La petite musique cassée des Enfants du Paradis

P1010032José Martinez sait incontestablement faire bouger ses danseurs. Il a une idée précise de la gestuelle à adopter en fonction de la psychologie des personnages et il maîtrise élégamment les influences auxquelles il a été soumis durant sa carrière à l’Opéra. Ainsi, le tango que danse Garance à la taverne du Rouge gorge (Acte I sc. 3) a des réminiscences de la variation de Manon à l’acte II. Le pas-de-deux final avec Baptiste est plus dans la veine de Kylian. On pense à « Nuages » avec ses portés aériens et ses changements de direction inopinés. La gestuelle de Lacenaire, ainsi que les scènes dramatiques de Nathalie, nous tirent plutôt vers Mats Ek – dos courbés, brusques fouettés, expressionnisme des mains.

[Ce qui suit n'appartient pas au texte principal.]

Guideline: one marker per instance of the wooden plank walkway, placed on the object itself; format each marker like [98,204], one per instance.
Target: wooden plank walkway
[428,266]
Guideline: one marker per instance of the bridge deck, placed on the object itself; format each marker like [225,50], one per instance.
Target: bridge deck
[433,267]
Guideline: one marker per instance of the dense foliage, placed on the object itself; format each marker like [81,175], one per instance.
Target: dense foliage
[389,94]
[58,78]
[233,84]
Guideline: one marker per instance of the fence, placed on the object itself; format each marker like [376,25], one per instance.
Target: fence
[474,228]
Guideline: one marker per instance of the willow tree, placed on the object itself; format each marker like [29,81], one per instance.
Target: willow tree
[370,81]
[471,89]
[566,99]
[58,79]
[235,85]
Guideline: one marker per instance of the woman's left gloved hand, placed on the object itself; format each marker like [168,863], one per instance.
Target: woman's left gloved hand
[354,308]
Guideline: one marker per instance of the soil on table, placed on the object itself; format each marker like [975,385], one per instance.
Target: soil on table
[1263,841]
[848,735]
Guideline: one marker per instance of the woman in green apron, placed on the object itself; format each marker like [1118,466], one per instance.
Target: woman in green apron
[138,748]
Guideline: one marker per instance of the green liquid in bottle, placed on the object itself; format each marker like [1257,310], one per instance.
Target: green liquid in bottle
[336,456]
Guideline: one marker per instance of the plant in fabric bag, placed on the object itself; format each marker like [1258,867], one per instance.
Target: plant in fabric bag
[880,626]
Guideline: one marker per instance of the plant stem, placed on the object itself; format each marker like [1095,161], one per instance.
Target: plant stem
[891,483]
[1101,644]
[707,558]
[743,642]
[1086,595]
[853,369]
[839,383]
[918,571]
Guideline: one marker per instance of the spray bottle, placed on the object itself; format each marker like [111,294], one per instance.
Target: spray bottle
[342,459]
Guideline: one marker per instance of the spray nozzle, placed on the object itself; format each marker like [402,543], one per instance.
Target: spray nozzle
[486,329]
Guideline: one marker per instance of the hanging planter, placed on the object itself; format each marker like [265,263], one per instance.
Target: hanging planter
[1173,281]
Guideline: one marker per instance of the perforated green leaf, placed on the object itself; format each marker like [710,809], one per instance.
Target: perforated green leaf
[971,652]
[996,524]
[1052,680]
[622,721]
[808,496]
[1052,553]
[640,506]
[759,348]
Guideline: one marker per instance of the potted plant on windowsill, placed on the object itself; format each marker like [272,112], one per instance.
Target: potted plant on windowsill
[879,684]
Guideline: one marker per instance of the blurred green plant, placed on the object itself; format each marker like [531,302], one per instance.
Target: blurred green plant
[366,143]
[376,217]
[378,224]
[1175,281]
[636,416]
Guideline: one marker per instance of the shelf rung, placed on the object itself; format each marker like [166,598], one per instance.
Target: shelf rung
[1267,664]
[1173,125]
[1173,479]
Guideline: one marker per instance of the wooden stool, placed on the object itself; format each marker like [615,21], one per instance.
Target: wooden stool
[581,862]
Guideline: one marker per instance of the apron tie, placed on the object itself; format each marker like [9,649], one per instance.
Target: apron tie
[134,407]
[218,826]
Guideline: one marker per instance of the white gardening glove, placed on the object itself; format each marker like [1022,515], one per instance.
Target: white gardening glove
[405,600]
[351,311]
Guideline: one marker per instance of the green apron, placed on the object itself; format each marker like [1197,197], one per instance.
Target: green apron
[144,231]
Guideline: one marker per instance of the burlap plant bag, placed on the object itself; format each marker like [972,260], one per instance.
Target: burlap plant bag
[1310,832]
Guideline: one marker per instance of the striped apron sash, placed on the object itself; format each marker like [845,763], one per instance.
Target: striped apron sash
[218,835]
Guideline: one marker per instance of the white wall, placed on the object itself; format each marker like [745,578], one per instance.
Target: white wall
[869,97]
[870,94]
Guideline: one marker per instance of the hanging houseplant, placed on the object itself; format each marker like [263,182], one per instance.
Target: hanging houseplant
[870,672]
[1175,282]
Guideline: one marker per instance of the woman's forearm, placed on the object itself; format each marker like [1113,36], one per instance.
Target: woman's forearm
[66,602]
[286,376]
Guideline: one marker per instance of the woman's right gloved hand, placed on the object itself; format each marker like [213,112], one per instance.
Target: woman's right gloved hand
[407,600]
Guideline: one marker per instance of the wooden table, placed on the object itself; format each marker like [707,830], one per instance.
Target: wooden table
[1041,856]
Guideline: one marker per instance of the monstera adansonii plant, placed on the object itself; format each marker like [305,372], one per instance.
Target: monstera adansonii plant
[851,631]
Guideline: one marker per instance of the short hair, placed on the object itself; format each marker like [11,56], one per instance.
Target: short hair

L’utilisation des espaces publics à l’entracte n’est pas sans rappeler « l’Arcimboldo » présenté par le Nederlands Dans Theater au début des années 2000. Pasticheur de talent, Martinez remplace par un ballet néo-classique la scène de « Robert Macaire » dans le film. Ce passage a un petit côté Balanchine épinglé par Forsythe dans « Vertiginous Thrill Of Exactitude ».

Et pourtant, malgré ses indéniables qualités, « Les enfants du Paradis » ne fonctionne pas. Ce ballet est un demi-succès. À moins qu’il ne s’agisse d’un demi-échec. C’est selon. La faute à quoi? La faute à qui?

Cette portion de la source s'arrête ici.